From this question we start to work towards future solutions, partnerships, and possibilities.
We cannot prevent weather events but we can prepare and respond
While the current situation in East Africa will eventually find a conclusion, millions will be impacted, lives likely lost, and hundreds of millions in aid will be needed. The question is, how do we stop this from happening? How do we cure the disease as opposed to just the symptoms?
Predictive weather technology must be a part of the solution, which can identify at risk areas in advance before it’s too late. We cannot prevent weather events but we can predict them and proactively prepare to save and transform lives. By analyzing weather variables like rain, flood, temperature, humidity, across historic, real-time, and future forecasts we can identify which areas are most at risk. From there, weather technology can also help with planning around and navigating flood-ridden roads to access these remote areas of infestation without risk of getting stuck or putting people in hazardous situations.
Most encouraging is we have the capabilities available to us predict at unprecedented spatial resolutions down the hyper-granular level. It is important to note there are still limitations in emerging markets due to underlying infrastructure (to which we are dedicated to improving in partnership with local governments), however, fueled by the sense of urgency and opportunity in front of us there are significant ways we can help TODAY. For instance, AI-powered weather tools better inform frontline teams, regional locust commissions, and research teams working on solutions to track and slow down current outbreaks while also predicting and preventing future outbreaks.
With early detection and containment comes more control. Once risk areas have been identified they can be easily sprayed in advance. For instance, Uganda has already mobilised thousands of troops to start preparing for the incoming locust swarms and are using a mix of motorised sprayers, drones, and manual sprayers to combat areas at risk, and the same could be done in early detected areas. In addition to being sprayed, at risk areas caught early can be better tracked and managed.
Amidst all these challenges, we see an opportunity to help. Our technology partner Tomorrow.io has state of the art predictive weather and data capabilities, models, and tools for turning weather into action and decision making to help people take control. Used by global brands like Uber (helping with predictive transportation strategy), and JetBlue (improving operational efficiency), Tomorrow.io has the capability to run historic, real-time, and future forecast models to solve the locust nightmare once and for all. Now is the time.
If we work together, we can bring hope to billions.
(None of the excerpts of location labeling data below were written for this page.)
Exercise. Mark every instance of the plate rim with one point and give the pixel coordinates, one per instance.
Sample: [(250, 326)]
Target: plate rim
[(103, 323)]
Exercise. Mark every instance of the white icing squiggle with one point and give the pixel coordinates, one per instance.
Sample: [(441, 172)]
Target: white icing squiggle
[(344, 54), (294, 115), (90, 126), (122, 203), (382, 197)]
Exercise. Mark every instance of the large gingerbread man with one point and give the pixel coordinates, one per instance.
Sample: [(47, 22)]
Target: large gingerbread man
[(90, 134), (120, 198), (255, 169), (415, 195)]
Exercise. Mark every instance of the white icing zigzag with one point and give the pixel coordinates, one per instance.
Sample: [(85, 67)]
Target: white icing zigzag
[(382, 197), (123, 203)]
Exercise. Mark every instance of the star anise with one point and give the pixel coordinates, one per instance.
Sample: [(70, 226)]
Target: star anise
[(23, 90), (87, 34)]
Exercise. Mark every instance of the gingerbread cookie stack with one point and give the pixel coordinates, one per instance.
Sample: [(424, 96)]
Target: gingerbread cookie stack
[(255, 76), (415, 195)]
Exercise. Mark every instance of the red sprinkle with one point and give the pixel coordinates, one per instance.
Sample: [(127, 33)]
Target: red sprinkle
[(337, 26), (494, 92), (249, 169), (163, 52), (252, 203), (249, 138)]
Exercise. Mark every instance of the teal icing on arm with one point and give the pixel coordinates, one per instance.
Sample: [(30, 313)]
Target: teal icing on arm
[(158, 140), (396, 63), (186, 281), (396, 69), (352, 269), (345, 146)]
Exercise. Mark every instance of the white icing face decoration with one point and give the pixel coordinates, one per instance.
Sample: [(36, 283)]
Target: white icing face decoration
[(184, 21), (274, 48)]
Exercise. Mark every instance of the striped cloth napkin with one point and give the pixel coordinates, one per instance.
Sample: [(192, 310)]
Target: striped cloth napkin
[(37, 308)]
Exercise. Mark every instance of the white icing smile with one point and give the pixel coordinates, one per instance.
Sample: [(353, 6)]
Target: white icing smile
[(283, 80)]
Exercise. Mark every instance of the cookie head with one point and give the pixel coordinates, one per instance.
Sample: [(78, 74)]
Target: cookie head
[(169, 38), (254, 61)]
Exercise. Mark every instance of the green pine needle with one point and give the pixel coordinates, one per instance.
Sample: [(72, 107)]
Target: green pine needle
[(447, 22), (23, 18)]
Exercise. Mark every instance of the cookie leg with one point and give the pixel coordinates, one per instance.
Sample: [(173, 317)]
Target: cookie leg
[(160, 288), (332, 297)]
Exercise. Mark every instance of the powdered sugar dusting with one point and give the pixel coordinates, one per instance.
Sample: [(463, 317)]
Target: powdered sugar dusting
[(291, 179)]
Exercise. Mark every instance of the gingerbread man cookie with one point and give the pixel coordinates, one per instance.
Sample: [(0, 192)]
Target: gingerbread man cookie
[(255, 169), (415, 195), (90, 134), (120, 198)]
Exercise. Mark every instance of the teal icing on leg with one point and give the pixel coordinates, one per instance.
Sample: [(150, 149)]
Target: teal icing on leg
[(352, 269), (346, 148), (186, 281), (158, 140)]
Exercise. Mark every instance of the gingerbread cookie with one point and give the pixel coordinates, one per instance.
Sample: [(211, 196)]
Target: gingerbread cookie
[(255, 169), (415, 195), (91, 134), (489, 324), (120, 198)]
At TomorrowNow.org we are building the foundations to support local partners who are eager to drive socio-economic transformation in their regions through technology-driven weather services. We work at a community-level to understand local needs and opportunities for weather-triggered action on the ground and we work with local governments, NGOs and high impact organizations to co-build local pathways for weather technology solutions that can be sustained locally to empower their citizens.
There has been vast improvements globally across the weather, but as highlighted at the recent Great 54th Greater Horn of Africa Climate Outlook Forum ”we now need to move from science to action and reach users so they can apply it”. It is those who are vulnerable who need us the most. This is the motivation behind TomorrowNow.org. If we work together to leverage our unique strengths, we can and will do better, and in turn together bring hope to billions through better weather information.